Steve Volkmann, Analyst, Jefferies: And how do you think your manufacturing and cost footprint compares to your competitors?
Ivo Jerk, CEO, Gates Corporation: We are a reasonably well geographically diversified company. We have a strong we still have a strong presence in The United States. We have a very strong presence in North America. As I again, as I indicated, we are in Region 4 regions, so we really don’t import lots of finished goods products from other regions. So we are very well positioned.
I believe that, that also gives us an opportunity to potentially leverage that benefit from our presence in The United States. And possibly over the midterm, it should represent an opportunity to drive incremental growth.
Steve Volkmann, Analyst, Jefferies: Okay. Maybe final topic, sort of balance sheet, capital allocation. Your debt levels have come down. Maybe they need to come down slightly more. I don’t know how you feel about that.
But talk about where you think the balance sheet is and what type of optionality that gives you.

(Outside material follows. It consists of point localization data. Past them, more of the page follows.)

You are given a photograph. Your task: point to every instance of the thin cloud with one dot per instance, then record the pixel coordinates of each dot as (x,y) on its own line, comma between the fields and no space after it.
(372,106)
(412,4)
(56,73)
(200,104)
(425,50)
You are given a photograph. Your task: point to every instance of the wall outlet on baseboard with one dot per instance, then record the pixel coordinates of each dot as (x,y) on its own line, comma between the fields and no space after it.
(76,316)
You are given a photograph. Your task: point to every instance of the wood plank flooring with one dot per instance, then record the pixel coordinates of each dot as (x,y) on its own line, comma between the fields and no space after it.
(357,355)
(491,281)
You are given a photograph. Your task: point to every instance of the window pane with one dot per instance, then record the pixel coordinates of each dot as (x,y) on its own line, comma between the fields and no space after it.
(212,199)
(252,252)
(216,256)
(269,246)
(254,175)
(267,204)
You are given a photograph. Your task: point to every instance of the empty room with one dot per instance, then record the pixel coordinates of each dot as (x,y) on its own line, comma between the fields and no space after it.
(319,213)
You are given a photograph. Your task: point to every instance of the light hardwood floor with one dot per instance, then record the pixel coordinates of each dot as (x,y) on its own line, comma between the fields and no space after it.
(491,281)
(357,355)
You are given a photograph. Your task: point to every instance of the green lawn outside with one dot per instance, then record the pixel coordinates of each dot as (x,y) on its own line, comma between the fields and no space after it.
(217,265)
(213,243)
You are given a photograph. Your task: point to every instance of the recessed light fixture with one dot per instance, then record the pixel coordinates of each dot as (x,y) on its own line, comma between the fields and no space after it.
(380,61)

Ivo Jerk, CEO, Gates Corporation: Right. So our balance sheet, I think, is in a very good shape. We’ve exited the quarter with about 2.1x, 2.2x leverage. We anticipate that we will be below 2x leverage by the end of the year. That I think is a very reasonable level.

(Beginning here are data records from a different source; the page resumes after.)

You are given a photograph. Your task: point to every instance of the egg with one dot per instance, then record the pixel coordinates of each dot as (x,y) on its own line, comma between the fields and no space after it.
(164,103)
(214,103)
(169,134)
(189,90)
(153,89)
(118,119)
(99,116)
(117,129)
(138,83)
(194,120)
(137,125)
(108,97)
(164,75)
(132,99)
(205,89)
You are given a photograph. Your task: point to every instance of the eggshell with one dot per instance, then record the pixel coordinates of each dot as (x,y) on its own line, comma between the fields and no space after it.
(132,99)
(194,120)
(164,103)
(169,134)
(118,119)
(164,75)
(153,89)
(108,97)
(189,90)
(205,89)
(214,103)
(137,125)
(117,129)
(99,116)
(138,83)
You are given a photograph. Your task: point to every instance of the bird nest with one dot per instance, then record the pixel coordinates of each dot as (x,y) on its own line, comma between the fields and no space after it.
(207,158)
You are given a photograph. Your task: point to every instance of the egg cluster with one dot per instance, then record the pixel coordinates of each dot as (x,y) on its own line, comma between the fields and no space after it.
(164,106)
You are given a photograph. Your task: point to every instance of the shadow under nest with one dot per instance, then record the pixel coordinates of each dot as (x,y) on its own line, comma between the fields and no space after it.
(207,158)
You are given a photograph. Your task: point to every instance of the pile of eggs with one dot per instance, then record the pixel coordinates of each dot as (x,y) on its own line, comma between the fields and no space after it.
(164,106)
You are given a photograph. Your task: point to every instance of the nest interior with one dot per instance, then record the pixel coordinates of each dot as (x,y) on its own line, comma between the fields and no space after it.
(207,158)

Most recently, about a month ago, we have paid down $100,000,000 of gross debt. We anticipate that over the midterm, over the pretty kind of next couple of years, we would like to get below $2,000,000,000 of gross debt. Our strong free cash flow generation capability and margin expansion gives us the opportunity to delever kind of in a natural way at half a turn or so a year. Our short term targets, so by 2026, we’ve committed to get to 1.5x to 2x. So we are a little bit ahead of that target.

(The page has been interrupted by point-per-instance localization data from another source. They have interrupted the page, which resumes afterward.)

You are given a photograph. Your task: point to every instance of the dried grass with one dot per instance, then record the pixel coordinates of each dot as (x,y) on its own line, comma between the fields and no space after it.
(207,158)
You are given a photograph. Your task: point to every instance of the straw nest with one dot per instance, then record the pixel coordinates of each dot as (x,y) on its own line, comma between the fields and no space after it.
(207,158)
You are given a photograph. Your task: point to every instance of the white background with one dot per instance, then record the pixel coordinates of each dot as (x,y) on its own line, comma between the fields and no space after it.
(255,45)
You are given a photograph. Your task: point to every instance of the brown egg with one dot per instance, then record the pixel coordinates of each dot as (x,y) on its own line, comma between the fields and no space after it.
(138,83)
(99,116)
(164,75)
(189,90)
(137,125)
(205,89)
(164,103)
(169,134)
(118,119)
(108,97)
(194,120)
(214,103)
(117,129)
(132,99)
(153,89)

So 1.5x leverage is it’s an area that would be good to traffic in. That gives us ton of optionality because, again, we kind of delever at half a turn a year. So that gives you a scale of the free cash flow surplus free cash flow that you are generating. So in short term, we will be deploying that cash flow in further debt paydowns and repos. I think that that’s the best use of cash for us to return the cash back to shareholders and stay focused on execution of our organic growth initiatives.
We are truly fortunate to have a very significant organic opportunity ahead of us. But we are also starting to think about potential incremental M and A that we can do. But I think that while we are building a strong pipeline, we have a strong pipeline of potential M and A opportunities, we do believe that buying back our stock is generating the biggest IRR on that cash deployed. So we’ll continue to do that at least over the short term.
Steve Volkmann, Analyst, Jefferies: And ultimately, when you do start to layer in some M and A, what types of things? Is it geography, product, process?
Ivo Jerk, CEO, Gates Corporation: Yes. Well, I think the first, start with we are a unique company. We are about 65% aftermarket and 35% OE applications. So whatever we do, we would want to ensure that, that mix of revenue stays consistent with what we do. We are interested in companies that have a very similar profile to what we have, mission critical, highly engineered products that need replacement.
And then I think that layering more broadly things that would advance your opportunities in different geographies would make sense. Building lots of factories in different geographies is complex, costly and it doesn’t always generate the returns that you want to. So that would be a reasonable assumption that it would make more sense to acquire something around your core portfolio.
Steve Volkmann, Analyst, Jefferies: All right. That is perfect. We are out of time. Thank you, everybody. Thank you all for listening.
Thank you, guys, for the discussion.
Ivo Jerk, CEO, Gates Corporation: Thank you.
Steve Volkmann, Analyst, Jefferies: Thanks, Steve.